Dublin Bus does not release location information of its buses while in motion. However, they do periodically release information gathered from each stop a bus makes. Sometimes it can be found on Smart Dublin.
The BCD team looked at one of the days in a sample of this data added to Smart Dublin to track where, how late, and at what time of day buses were late in Dublin. Using R mapping and data table manipulation (you can see the full process on Sam Stehle’s blog post
This map uses symbology to show patterns in where the peak lateness of buses stopping are (the size of the points) and at what time of day (darker orange = later in the day). Click on the image to open an interactive version of the map
Despite the overplotting, there are patterns evident if you zoom to certain areas. The largest extent of delays – larger point radii – are on major arteries into and out of the city. There are a few reasons for this pattern. First, high-traffic roads into and out of the city will suffer from delays during morning and evening rush hours. But also, busses which serve these arteries typically will have longer routes, meaning more opportunities to become delayed.
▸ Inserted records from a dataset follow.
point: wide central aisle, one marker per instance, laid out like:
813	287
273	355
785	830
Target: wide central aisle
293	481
So even with high traffic in the city centre, the largest delays are at the ends of major routes.
Instead, animating the points and the extent of bus lateness throughout the day shows even more patterns in when and where buses are late.
Lateness is still represented with the radius of the point, and the time of day is still represented by color. But separating out each hour (each point is the maximum lateness of any bus stopping in the grid cell in that hour) shows that there are ebbs and flows of lateness even in the same areas served by the same busses.
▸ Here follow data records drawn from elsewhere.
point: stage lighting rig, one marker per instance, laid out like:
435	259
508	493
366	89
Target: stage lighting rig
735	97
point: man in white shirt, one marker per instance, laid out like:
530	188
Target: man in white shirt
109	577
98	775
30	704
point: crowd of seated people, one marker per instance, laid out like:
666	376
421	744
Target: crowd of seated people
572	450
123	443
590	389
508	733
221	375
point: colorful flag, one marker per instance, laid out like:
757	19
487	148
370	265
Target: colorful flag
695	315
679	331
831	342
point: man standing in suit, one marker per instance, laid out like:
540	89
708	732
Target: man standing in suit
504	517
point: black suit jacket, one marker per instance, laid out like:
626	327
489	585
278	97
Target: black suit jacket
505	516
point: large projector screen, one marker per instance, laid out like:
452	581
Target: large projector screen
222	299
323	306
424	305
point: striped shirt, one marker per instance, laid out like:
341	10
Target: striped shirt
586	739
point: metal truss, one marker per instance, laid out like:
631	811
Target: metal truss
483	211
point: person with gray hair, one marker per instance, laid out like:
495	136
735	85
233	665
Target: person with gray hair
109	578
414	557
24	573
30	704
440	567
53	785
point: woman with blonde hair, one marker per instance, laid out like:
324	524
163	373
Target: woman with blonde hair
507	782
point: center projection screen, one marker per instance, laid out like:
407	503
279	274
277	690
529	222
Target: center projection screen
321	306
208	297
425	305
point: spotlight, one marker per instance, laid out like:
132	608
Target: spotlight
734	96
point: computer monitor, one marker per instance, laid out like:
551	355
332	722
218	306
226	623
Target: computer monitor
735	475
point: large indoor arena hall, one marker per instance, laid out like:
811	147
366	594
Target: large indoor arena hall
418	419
Some locations have more late busses early in the day (particularly South Dublin) while others are much later in the evening rush hour (north and northwest Dublin).
You can even see when a specific bus becomes late, as a string of simliarly-sized points along a roadway stick out from the surrounding points.
You can repeat this analysis with any other date, or aggregate for a larger study period and see if the lateness patterns hold over time (though more aggregation leads to distortion of the lateness calculation – see my analysis of the SWEEP, or Temporal Aggregation Bias ).